Revenue Account

Revenue Account

  • The revenue account shows the current receipts of the government and the expenditure that can be met from these receipts.
Revenue Receipts
  • RR are receipts of the government incomes which cannot be reclaimed back by the citizens from the government, these are of the short term and recurring nature
  • Revenue receipts of a government are of two kinds—Tax Revenue Receipts and Non-tax Revenue Receipts—consisting of the following income receipts in India
Tax Receipts
  • This includes all money earned by the government via the different taxes the government collects, i.e., all direct and indirect tax collections.
    • Direct Taxes – Income tax, wealth tax, corporate tax, etc.
    • Indirect Taxes – GST, Excise duty, VAT etc.
Non- Tax Receipts
This includes all money earned by the government from sources other then taxes. In India they are:
  1. Profits and dividends which the government gets from its public sector undertakings (PSUs).
  2. Interests recieved by the government out of all loans forwarded by it, be it inside the country (i.e., internal lending) or outside the country (i.e., external lending). It means this income might be in both domestic and foreign currencies.
  3. Fiscal services also generate incomes for the government, i.e., currency printing, stamp printing, coinage and medals minting, etc. (Mint Income)
  4. General Services also earn money for the government as the power distribution, irrigation, banking, insurance, community services, etc.
  5. Fees, Penalties and Fines received by the government.
  6. Gifts & Grants which the governments receives— it is always external in the case of the Central Government and internal in the case of state governments.
Revenue Expenditure
  • All expenditures incurred by the government are either of revenue kind or current kind or compulsive kind.
  • The basic identity of such expenditures is that they are of consumptive kind and do not involve creation of productive assets. They are either used in running of a productive process or running a government.
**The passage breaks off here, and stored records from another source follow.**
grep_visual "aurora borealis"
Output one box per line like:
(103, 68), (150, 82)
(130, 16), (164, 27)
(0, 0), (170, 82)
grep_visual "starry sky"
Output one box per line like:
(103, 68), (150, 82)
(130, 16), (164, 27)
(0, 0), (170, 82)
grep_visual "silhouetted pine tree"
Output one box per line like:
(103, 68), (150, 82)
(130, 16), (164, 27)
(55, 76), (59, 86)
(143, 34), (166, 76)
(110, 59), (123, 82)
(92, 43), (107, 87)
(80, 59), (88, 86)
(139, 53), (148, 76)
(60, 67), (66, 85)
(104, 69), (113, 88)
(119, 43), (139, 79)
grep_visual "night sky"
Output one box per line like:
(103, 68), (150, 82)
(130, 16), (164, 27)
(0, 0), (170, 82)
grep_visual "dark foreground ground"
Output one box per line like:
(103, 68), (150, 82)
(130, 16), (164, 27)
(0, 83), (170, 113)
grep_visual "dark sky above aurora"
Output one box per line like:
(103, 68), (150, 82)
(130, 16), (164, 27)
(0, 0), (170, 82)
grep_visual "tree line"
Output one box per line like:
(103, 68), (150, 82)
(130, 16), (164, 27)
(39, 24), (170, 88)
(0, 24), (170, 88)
A broad category of things that fall under such expenditures in India are:
  1. Interest payment by the government on the internal and external loans;
  2. Salaries, Pension and Provident Fund paid by the government to government employees;
  3. Subsidies forwarded to all sectors by the government;
  4. Defence and Law & Order expenditures by the government;
  5. Postal Deficits of the government;
  6. Law and order expenditures (i.e., police & paramilitary);
  7. Expenditures on social services (includes all social sector expenditures as education, health care, social security, poverty alleviation, etc.) and general services (tax collection, etc.);
  8. Grants given by the Union Government to Indian states and foreign countries.